I just described to my husband that reading this book was kind of like driving on a dirt road in spring - you're sailing along on a dry road and all of a sudden you're churning in an unexpected patch of deep mud, unable to get much of anywhere. In other words, there were bits I liked very much, with ingenious (if slightly unbelievable - but no worse than Agatha Christie) crimes and intriguing characters, and then there were parts I had a heck of a time even understanding, let alone getting through (and I'm not even talking about the chapter devoted to cricket, which had many sentences like this one: "The innings ended when Zafar Ali, their Indian spinner, was out for a duck, his middle stump ripped clean out of the ground by a snorter from Walsh." That to me is charming, if incomprehensible.). The main thing to me, is that Sidney Chambers himself is inconsistent.
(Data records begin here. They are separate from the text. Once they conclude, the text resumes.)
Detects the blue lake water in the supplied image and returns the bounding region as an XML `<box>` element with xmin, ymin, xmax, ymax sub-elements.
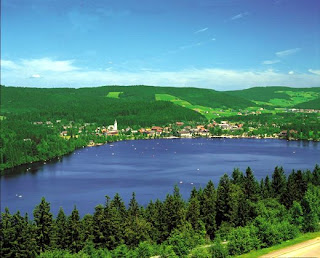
<box><xmin>1</xmin><ymin>138</ymin><xmax>320</xmax><ymax>216</ymax></box>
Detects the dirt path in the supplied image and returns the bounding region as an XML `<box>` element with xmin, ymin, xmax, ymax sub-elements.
<box><xmin>261</xmin><ymin>237</ymin><xmax>320</xmax><ymax>257</ymax></box>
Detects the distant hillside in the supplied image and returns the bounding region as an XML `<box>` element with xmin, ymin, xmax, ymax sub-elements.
<box><xmin>295</xmin><ymin>97</ymin><xmax>320</xmax><ymax>109</ymax></box>
<box><xmin>0</xmin><ymin>86</ymin><xmax>206</xmax><ymax>127</ymax></box>
<box><xmin>1</xmin><ymin>85</ymin><xmax>320</xmax><ymax>126</ymax></box>
<box><xmin>108</xmin><ymin>85</ymin><xmax>254</xmax><ymax>109</ymax></box>
<box><xmin>227</xmin><ymin>86</ymin><xmax>320</xmax><ymax>108</ymax></box>
<box><xmin>0</xmin><ymin>85</ymin><xmax>255</xmax><ymax>124</ymax></box>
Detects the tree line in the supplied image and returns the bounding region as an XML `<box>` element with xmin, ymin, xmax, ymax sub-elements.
<box><xmin>1</xmin><ymin>165</ymin><xmax>320</xmax><ymax>257</ymax></box>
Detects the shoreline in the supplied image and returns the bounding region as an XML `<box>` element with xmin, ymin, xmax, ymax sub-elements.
<box><xmin>2</xmin><ymin>134</ymin><xmax>319</xmax><ymax>175</ymax></box>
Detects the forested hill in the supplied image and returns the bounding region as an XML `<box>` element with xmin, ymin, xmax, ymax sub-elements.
<box><xmin>0</xmin><ymin>85</ymin><xmax>208</xmax><ymax>126</ymax></box>
<box><xmin>0</xmin><ymin>85</ymin><xmax>253</xmax><ymax>120</ymax></box>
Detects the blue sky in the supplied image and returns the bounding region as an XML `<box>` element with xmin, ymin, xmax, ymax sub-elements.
<box><xmin>1</xmin><ymin>0</ymin><xmax>320</xmax><ymax>90</ymax></box>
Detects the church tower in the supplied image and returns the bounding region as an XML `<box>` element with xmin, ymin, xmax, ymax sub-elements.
<box><xmin>114</xmin><ymin>120</ymin><xmax>117</xmax><ymax>131</ymax></box>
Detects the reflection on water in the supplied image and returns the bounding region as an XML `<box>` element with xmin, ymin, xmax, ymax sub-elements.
<box><xmin>1</xmin><ymin>138</ymin><xmax>319</xmax><ymax>216</ymax></box>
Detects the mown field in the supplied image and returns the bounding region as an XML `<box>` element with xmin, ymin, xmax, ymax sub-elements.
<box><xmin>228</xmin><ymin>86</ymin><xmax>320</xmax><ymax>108</ymax></box>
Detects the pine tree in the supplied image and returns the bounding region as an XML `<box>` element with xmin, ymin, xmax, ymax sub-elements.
<box><xmin>244</xmin><ymin>167</ymin><xmax>258</xmax><ymax>201</ymax></box>
<box><xmin>125</xmin><ymin>192</ymin><xmax>152</xmax><ymax>247</ymax></box>
<box><xmin>0</xmin><ymin>208</ymin><xmax>14</xmax><ymax>257</ymax></box>
<box><xmin>92</xmin><ymin>204</ymin><xmax>106</xmax><ymax>248</ymax></box>
<box><xmin>128</xmin><ymin>192</ymin><xmax>139</xmax><ymax>218</ymax></box>
<box><xmin>55</xmin><ymin>207</ymin><xmax>68</xmax><ymax>249</ymax></box>
<box><xmin>67</xmin><ymin>206</ymin><xmax>83</xmax><ymax>253</ymax></box>
<box><xmin>231</xmin><ymin>168</ymin><xmax>244</xmax><ymax>186</ymax></box>
<box><xmin>199</xmin><ymin>180</ymin><xmax>217</xmax><ymax>238</ymax></box>
<box><xmin>163</xmin><ymin>185</ymin><xmax>186</xmax><ymax>238</ymax></box>
<box><xmin>263</xmin><ymin>175</ymin><xmax>272</xmax><ymax>198</ymax></box>
<box><xmin>271</xmin><ymin>166</ymin><xmax>287</xmax><ymax>201</ymax></box>
<box><xmin>216</xmin><ymin>174</ymin><xmax>231</xmax><ymax>226</ymax></box>
<box><xmin>33</xmin><ymin>197</ymin><xmax>53</xmax><ymax>252</ymax></box>
<box><xmin>312</xmin><ymin>164</ymin><xmax>320</xmax><ymax>186</ymax></box>
<box><xmin>145</xmin><ymin>199</ymin><xmax>164</xmax><ymax>243</ymax></box>
<box><xmin>186</xmin><ymin>191</ymin><xmax>202</xmax><ymax>231</ymax></box>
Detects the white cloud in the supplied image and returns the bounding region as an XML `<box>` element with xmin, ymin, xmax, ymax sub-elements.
<box><xmin>21</xmin><ymin>58</ymin><xmax>79</xmax><ymax>72</ymax></box>
<box><xmin>1</xmin><ymin>60</ymin><xmax>20</xmax><ymax>69</ymax></box>
<box><xmin>195</xmin><ymin>27</ymin><xmax>208</xmax><ymax>33</ymax></box>
<box><xmin>308</xmin><ymin>69</ymin><xmax>320</xmax><ymax>75</ymax></box>
<box><xmin>30</xmin><ymin>74</ymin><xmax>41</xmax><ymax>78</ymax></box>
<box><xmin>211</xmin><ymin>38</ymin><xmax>216</xmax><ymax>41</ymax></box>
<box><xmin>262</xmin><ymin>60</ymin><xmax>281</xmax><ymax>65</ymax></box>
<box><xmin>2</xmin><ymin>58</ymin><xmax>320</xmax><ymax>90</ymax></box>
<box><xmin>288</xmin><ymin>71</ymin><xmax>294</xmax><ymax>75</ymax></box>
<box><xmin>276</xmin><ymin>48</ymin><xmax>301</xmax><ymax>57</ymax></box>
<box><xmin>230</xmin><ymin>12</ymin><xmax>249</xmax><ymax>20</ymax></box>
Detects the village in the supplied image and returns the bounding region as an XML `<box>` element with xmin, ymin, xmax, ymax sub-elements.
<box><xmin>29</xmin><ymin>108</ymin><xmax>320</xmax><ymax>147</ymax></box>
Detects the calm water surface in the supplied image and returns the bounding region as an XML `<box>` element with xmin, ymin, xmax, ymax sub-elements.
<box><xmin>1</xmin><ymin>138</ymin><xmax>320</xmax><ymax>216</ymax></box>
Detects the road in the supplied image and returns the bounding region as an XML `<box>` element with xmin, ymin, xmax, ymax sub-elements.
<box><xmin>261</xmin><ymin>237</ymin><xmax>320</xmax><ymax>257</ymax></box>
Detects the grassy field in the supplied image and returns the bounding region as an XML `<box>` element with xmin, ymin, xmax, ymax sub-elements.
<box><xmin>229</xmin><ymin>87</ymin><xmax>320</xmax><ymax>108</ymax></box>
<box><xmin>236</xmin><ymin>231</ymin><xmax>320</xmax><ymax>258</ymax></box>
<box><xmin>155</xmin><ymin>93</ymin><xmax>241</xmax><ymax>120</ymax></box>
<box><xmin>106</xmin><ymin>92</ymin><xmax>122</xmax><ymax>98</ymax></box>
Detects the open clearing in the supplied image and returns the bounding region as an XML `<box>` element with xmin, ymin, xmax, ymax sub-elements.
<box><xmin>106</xmin><ymin>92</ymin><xmax>122</xmax><ymax>98</ymax></box>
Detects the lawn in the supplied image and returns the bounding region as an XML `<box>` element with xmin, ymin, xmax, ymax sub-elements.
<box><xmin>106</xmin><ymin>92</ymin><xmax>122</xmax><ymax>98</ymax></box>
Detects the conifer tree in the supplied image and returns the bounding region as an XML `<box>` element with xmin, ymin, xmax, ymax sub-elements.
<box><xmin>263</xmin><ymin>175</ymin><xmax>272</xmax><ymax>198</ymax></box>
<box><xmin>92</xmin><ymin>204</ymin><xmax>106</xmax><ymax>248</ymax></box>
<box><xmin>199</xmin><ymin>180</ymin><xmax>217</xmax><ymax>238</ymax></box>
<box><xmin>231</xmin><ymin>168</ymin><xmax>244</xmax><ymax>186</ymax></box>
<box><xmin>216</xmin><ymin>174</ymin><xmax>231</xmax><ymax>226</ymax></box>
<box><xmin>163</xmin><ymin>185</ymin><xmax>186</xmax><ymax>238</ymax></box>
<box><xmin>55</xmin><ymin>207</ymin><xmax>68</xmax><ymax>249</ymax></box>
<box><xmin>33</xmin><ymin>197</ymin><xmax>53</xmax><ymax>252</ymax></box>
<box><xmin>244</xmin><ymin>167</ymin><xmax>258</xmax><ymax>201</ymax></box>
<box><xmin>312</xmin><ymin>164</ymin><xmax>320</xmax><ymax>186</ymax></box>
<box><xmin>0</xmin><ymin>208</ymin><xmax>14</xmax><ymax>257</ymax></box>
<box><xmin>186</xmin><ymin>191</ymin><xmax>202</xmax><ymax>231</ymax></box>
<box><xmin>128</xmin><ymin>192</ymin><xmax>139</xmax><ymax>218</ymax></box>
<box><xmin>271</xmin><ymin>166</ymin><xmax>287</xmax><ymax>201</ymax></box>
<box><xmin>67</xmin><ymin>206</ymin><xmax>83</xmax><ymax>253</ymax></box>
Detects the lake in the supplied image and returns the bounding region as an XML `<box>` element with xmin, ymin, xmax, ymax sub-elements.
<box><xmin>1</xmin><ymin>138</ymin><xmax>320</xmax><ymax>216</ymax></box>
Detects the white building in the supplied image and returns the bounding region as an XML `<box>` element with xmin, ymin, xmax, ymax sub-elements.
<box><xmin>108</xmin><ymin>120</ymin><xmax>117</xmax><ymax>131</ymax></box>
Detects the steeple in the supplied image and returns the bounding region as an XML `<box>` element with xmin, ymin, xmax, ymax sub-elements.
<box><xmin>114</xmin><ymin>119</ymin><xmax>117</xmax><ymax>131</ymax></box>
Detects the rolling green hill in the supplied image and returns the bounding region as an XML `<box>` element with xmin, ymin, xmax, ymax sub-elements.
<box><xmin>227</xmin><ymin>86</ymin><xmax>320</xmax><ymax>108</ymax></box>
<box><xmin>1</xmin><ymin>85</ymin><xmax>320</xmax><ymax>126</ymax></box>
<box><xmin>0</xmin><ymin>86</ymin><xmax>207</xmax><ymax>127</ymax></box>
<box><xmin>295</xmin><ymin>97</ymin><xmax>320</xmax><ymax>109</ymax></box>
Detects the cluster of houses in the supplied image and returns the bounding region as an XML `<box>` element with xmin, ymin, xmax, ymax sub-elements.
<box><xmin>86</xmin><ymin>120</ymin><xmax>244</xmax><ymax>138</ymax></box>
<box><xmin>287</xmin><ymin>108</ymin><xmax>320</xmax><ymax>113</ymax></box>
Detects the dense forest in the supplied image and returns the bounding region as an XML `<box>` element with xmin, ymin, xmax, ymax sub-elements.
<box><xmin>1</xmin><ymin>165</ymin><xmax>320</xmax><ymax>257</ymax></box>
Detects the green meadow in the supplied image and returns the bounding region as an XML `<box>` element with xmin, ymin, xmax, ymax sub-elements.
<box><xmin>106</xmin><ymin>91</ymin><xmax>122</xmax><ymax>98</ymax></box>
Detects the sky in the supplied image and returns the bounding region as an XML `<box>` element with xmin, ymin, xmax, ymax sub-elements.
<box><xmin>1</xmin><ymin>0</ymin><xmax>320</xmax><ymax>90</ymax></box>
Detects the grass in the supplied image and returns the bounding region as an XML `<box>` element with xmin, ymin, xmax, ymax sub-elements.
<box><xmin>155</xmin><ymin>94</ymin><xmax>241</xmax><ymax>120</ymax></box>
<box><xmin>0</xmin><ymin>115</ymin><xmax>6</xmax><ymax>120</ymax></box>
<box><xmin>252</xmin><ymin>91</ymin><xmax>319</xmax><ymax>108</ymax></box>
<box><xmin>236</xmin><ymin>231</ymin><xmax>320</xmax><ymax>258</ymax></box>
<box><xmin>261</xmin><ymin>91</ymin><xmax>319</xmax><ymax>108</ymax></box>
<box><xmin>106</xmin><ymin>92</ymin><xmax>122</xmax><ymax>98</ymax></box>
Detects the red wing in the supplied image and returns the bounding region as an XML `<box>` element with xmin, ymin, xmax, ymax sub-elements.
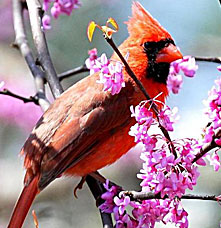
<box><xmin>22</xmin><ymin>73</ymin><xmax>133</xmax><ymax>189</ymax></box>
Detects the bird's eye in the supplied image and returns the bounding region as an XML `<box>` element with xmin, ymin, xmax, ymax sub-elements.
<box><xmin>144</xmin><ymin>38</ymin><xmax>175</xmax><ymax>54</ymax></box>
<box><xmin>144</xmin><ymin>42</ymin><xmax>158</xmax><ymax>53</ymax></box>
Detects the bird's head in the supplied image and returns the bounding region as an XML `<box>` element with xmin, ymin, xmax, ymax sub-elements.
<box><xmin>116</xmin><ymin>1</ymin><xmax>182</xmax><ymax>88</ymax></box>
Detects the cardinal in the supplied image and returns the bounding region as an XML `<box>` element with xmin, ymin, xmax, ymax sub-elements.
<box><xmin>8</xmin><ymin>2</ymin><xmax>182</xmax><ymax>228</ymax></box>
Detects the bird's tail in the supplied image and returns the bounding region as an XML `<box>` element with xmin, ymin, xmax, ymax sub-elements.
<box><xmin>8</xmin><ymin>175</ymin><xmax>39</xmax><ymax>228</ymax></box>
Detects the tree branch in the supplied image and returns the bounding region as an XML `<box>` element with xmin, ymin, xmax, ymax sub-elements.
<box><xmin>122</xmin><ymin>190</ymin><xmax>220</xmax><ymax>202</ymax></box>
<box><xmin>0</xmin><ymin>89</ymin><xmax>39</xmax><ymax>105</ymax></box>
<box><xmin>192</xmin><ymin>129</ymin><xmax>221</xmax><ymax>163</ymax></box>
<box><xmin>12</xmin><ymin>0</ymin><xmax>50</xmax><ymax>111</ymax></box>
<box><xmin>195</xmin><ymin>56</ymin><xmax>221</xmax><ymax>64</ymax></box>
<box><xmin>58</xmin><ymin>64</ymin><xmax>89</xmax><ymax>81</ymax></box>
<box><xmin>26</xmin><ymin>0</ymin><xmax>64</xmax><ymax>98</ymax></box>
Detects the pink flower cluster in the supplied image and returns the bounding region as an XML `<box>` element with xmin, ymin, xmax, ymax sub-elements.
<box><xmin>133</xmin><ymin>198</ymin><xmax>188</xmax><ymax>228</ymax></box>
<box><xmin>203</xmin><ymin>77</ymin><xmax>221</xmax><ymax>171</ymax></box>
<box><xmin>42</xmin><ymin>0</ymin><xmax>81</xmax><ymax>29</ymax></box>
<box><xmin>129</xmin><ymin>102</ymin><xmax>203</xmax><ymax>197</ymax></box>
<box><xmin>167</xmin><ymin>56</ymin><xmax>198</xmax><ymax>94</ymax></box>
<box><xmin>129</xmin><ymin>102</ymin><xmax>178</xmax><ymax>148</ymax></box>
<box><xmin>138</xmin><ymin>138</ymin><xmax>202</xmax><ymax>199</ymax></box>
<box><xmin>85</xmin><ymin>48</ymin><xmax>98</xmax><ymax>74</ymax></box>
<box><xmin>99</xmin><ymin>180</ymin><xmax>122</xmax><ymax>214</ymax></box>
<box><xmin>85</xmin><ymin>48</ymin><xmax>125</xmax><ymax>95</ymax></box>
<box><xmin>100</xmin><ymin>180</ymin><xmax>189</xmax><ymax>228</ymax></box>
<box><xmin>100</xmin><ymin>101</ymin><xmax>206</xmax><ymax>227</ymax></box>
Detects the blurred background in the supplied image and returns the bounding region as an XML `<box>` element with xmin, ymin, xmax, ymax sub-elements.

Sometimes he is stiff and humorless, and sometimes he is open and easy - and I admit that that is perfectly possible in reality, but hard to reconcile in a fictional character. He often reacts to things like a much older man than the thirty-something he is supposed to be.
The last chapter threw me, as well - most of the book is very much in cozy English mystery land, and then all of a sudden Sidney is being interrogated in a prison in Leipzig, Germany. Huh.
Oh, and the author seems to have a definite interest in describing women's clothing. More detail than I needed (champagne background with white dots? A "large cape collar that stood away from the throat, with unpadded low-set shoulders, and a silhouette tapered to give an oval effect."?).
Well, I've gone on about this long enough I think. You get the idea.